We will convert our data into a Pandas DataFrame using the following command: “df = pd.DataFrame(mydata, columns= [‘Date’,’Value’])”
3. After that, we will export our data and give the .csv file a name: “df.to_csv (‘Name.csv’)”
Example 3: Facebook Annual Report Data
Let’s download a Corporate Annual Report for Facebook. The steps are the same as in our first Python example, but with a little twist. Our Quandl code for this one is “WIKI/FB”.
We specify the years we want to go through and get the data we’ll need to preprocess it. This means that we need to extract only the annual part of it.
For this, we shall use the following command: mydata = quandl.get(“WIKI/FB”, collapse=”annual”)
Now our data looks like this:
Now you are all equipped to go on a Quandl coding journey in Python!
“May the code be with you!” – Obi Wan Kenobi
Quandl in other programming languages
Quandl is also equipped for other programming languages like R, MATLAB, Ruby and others.
In this article, we won’t go into them as it would make it too long. But R, Ruby and MATLAB enthusiasts worry not, as I’ll provide you with useful links where you can learn how to use Quandl in your programs!
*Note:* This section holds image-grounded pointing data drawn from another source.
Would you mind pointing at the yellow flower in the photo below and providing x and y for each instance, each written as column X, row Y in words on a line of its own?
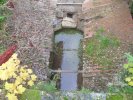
column 14, row 56
column 22, row 70
column 9, row 86
column 4, row 75
column 18, row 81
column 21, row 89
column 29, row 71
column 33, row 77
column 30, row 83
column 11, row 96
column 24, row 76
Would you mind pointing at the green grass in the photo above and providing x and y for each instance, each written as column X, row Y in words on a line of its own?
column 98, row 46
column 2, row 48
column 30, row 95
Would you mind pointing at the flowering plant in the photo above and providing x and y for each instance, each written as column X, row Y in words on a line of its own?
column 15, row 77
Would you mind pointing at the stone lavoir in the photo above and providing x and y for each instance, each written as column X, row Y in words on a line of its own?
column 67, row 53
column 37, row 21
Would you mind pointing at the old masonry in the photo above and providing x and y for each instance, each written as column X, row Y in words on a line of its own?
column 37, row 21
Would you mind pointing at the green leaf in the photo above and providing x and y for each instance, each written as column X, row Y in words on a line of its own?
column 125, row 66
column 2, row 18
column 128, row 79
column 130, row 70
column 130, row 83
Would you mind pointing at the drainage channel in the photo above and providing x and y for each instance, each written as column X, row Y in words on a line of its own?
column 67, row 57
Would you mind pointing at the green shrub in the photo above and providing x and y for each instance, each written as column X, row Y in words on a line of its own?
column 98, row 46
column 129, row 68
column 46, row 86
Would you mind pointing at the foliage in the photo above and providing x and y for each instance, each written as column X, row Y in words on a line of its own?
column 120, row 89
column 15, row 77
column 115, row 97
column 45, row 86
column 7, row 54
column 131, row 6
column 84, row 90
column 30, row 95
column 98, row 48
column 129, row 69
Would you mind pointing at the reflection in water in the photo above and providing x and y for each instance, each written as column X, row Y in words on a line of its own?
column 70, row 58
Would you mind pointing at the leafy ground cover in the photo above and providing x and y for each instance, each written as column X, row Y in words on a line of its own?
column 100, row 48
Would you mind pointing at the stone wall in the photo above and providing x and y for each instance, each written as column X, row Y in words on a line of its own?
column 34, row 21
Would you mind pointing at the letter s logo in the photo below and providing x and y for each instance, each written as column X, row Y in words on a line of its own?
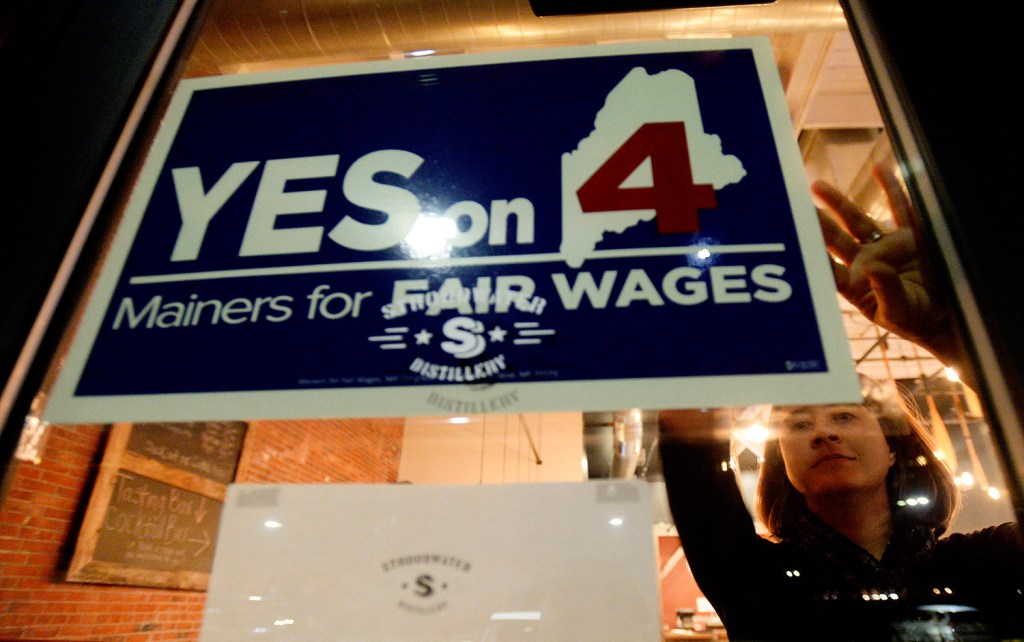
column 424, row 586
column 464, row 333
MATLAB – https://github.com/quandl/Matlab
What are the limitations for Quandl downloads?
Quandl needs to limit their users when it comes to downloading so the API doesn’t get over flooded and the whole service crashing down.
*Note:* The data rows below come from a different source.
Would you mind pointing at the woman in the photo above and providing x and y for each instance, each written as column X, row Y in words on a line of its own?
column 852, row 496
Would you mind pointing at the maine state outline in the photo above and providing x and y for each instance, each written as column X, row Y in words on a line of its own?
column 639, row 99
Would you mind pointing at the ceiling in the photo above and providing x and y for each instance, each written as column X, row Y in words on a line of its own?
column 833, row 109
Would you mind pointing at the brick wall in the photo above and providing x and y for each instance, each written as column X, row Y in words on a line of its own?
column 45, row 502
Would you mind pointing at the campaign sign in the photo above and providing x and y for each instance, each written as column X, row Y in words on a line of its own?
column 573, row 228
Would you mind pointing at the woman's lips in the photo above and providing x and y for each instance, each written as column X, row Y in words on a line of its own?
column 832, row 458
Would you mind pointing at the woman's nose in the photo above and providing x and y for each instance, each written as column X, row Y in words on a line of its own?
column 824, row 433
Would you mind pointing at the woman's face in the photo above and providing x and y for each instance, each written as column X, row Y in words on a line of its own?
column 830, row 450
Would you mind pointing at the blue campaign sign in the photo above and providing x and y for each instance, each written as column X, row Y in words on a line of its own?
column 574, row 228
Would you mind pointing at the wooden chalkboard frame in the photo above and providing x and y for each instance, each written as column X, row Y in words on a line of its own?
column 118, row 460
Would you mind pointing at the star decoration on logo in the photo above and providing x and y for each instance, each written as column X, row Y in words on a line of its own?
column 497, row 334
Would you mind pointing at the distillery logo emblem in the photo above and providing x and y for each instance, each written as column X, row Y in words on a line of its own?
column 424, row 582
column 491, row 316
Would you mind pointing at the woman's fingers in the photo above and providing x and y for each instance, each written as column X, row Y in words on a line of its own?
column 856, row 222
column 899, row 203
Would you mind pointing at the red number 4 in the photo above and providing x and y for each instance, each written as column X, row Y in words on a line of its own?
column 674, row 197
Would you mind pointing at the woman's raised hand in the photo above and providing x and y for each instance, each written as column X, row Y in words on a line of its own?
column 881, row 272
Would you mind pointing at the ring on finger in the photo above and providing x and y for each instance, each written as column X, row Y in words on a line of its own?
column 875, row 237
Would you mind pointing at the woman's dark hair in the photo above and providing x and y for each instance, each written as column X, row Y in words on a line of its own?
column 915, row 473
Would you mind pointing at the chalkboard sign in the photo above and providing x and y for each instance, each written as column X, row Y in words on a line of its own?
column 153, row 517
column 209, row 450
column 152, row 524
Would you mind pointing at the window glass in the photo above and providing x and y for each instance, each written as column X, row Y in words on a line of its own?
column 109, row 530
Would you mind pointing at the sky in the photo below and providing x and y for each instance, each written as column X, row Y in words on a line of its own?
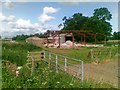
column 18, row 18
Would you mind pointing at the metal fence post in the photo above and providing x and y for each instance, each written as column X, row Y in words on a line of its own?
column 32, row 69
column 91, row 51
column 82, row 68
column 65, row 64
column 44, row 56
column 56, row 63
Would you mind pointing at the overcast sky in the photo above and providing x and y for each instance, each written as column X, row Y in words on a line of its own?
column 37, row 17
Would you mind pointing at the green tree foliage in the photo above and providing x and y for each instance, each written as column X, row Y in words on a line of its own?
column 98, row 23
column 23, row 37
column 116, row 36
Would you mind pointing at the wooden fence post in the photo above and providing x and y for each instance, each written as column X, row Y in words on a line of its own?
column 49, row 64
column 32, row 69
column 91, row 53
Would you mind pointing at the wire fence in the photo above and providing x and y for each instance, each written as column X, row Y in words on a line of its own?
column 68, row 65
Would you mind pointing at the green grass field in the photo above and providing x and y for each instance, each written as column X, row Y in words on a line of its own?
column 43, row 77
column 82, row 53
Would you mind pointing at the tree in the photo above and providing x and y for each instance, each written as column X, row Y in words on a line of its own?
column 98, row 23
column 102, row 14
column 116, row 36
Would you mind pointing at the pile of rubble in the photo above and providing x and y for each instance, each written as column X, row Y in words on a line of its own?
column 69, row 44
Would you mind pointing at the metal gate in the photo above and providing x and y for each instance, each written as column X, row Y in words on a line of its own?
column 68, row 65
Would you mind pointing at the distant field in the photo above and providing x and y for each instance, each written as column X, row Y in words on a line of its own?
column 43, row 77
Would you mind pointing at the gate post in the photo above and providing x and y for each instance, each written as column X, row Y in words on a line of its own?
column 44, row 57
column 65, row 64
column 49, row 65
Anonymous users are limited to 20 calls per 10 minutes and 50 calls per day; while authenticated users have a limit of 300 calls per 10 seconds, 2k calls per 10 minutes and 50k calls per day.
When it comes to the free authenticated users, they have a concurrency limit of one which means that they can only make one call at a time and have an additional call waiting in the queue.
As for the premium users, they have a limit of 5k calls per 10 minutes and a limit of 720k calls per day. They are also limited to 10 bulk downloads per hour.
What are some Quandl alternatives?
When it comes to price and corporate fundamentals, there are the following: Yahoo finance, IEX, Alpha Vantage, Polygon, TradingView…
More info: Google Finance API and 9 Alternatives
When it comes to Alternative data, there are the following: M Science, Advan, Thinknum, YipitData, Tegus, Arch Metrics and many more.
Here is the full list – https://alternativedata.org/data-providers/
More on Quandl’s background
According to Quandl, they have over 400,000 users. These ranges from the world’s top hedge funds to investment banks and various asset managers.
Quandl’s specialization is in the field of data that gets collected over time and is categorized as economic, social and financial data – this includes things like: stock prices, crime rates, unemployment rates, various populations, etc.
They manage to do this by indexing millions of numerical datasets from around the internet. For example, if you click on a specific dataset that is indexed in Quandl, it will go to its original dataset source, extract the newest version of it, clean it, and give it back to you in whatever form you want.
Quandl is striving for the democratization of data and making it easier to find and use for all its users. Their goal is to provide their service to various types of users and professions.
Can you believe that they even offer data pertained to some basic sport statistics?!
Ok Igor, that all sounds sweet, but how does Quandl acquire data?
Well, Quandl acquires its data by having various human curators that point their bots at specific datasets. Recently, they’ve been looking for more curators that are similar to Wikipedia’s volunteer editors.
You can also become a vendor and sell your data to Quandl. For this, the technical requirements aren’t strict but you need to create, document and maintain the data yourself with a “professional standard of quality”.
The good thing is that the listing of your data to Quandl doesn’t come with any fees. You also get support from the Quandl team for free and your data is viewed as your intellectual property.
As a Quandl vendor, you have full transparency of who’s buying/accessing your data. You are also provided with a vendor dashboard that shows you all the sales, subscribers, revenues and other information in real-time.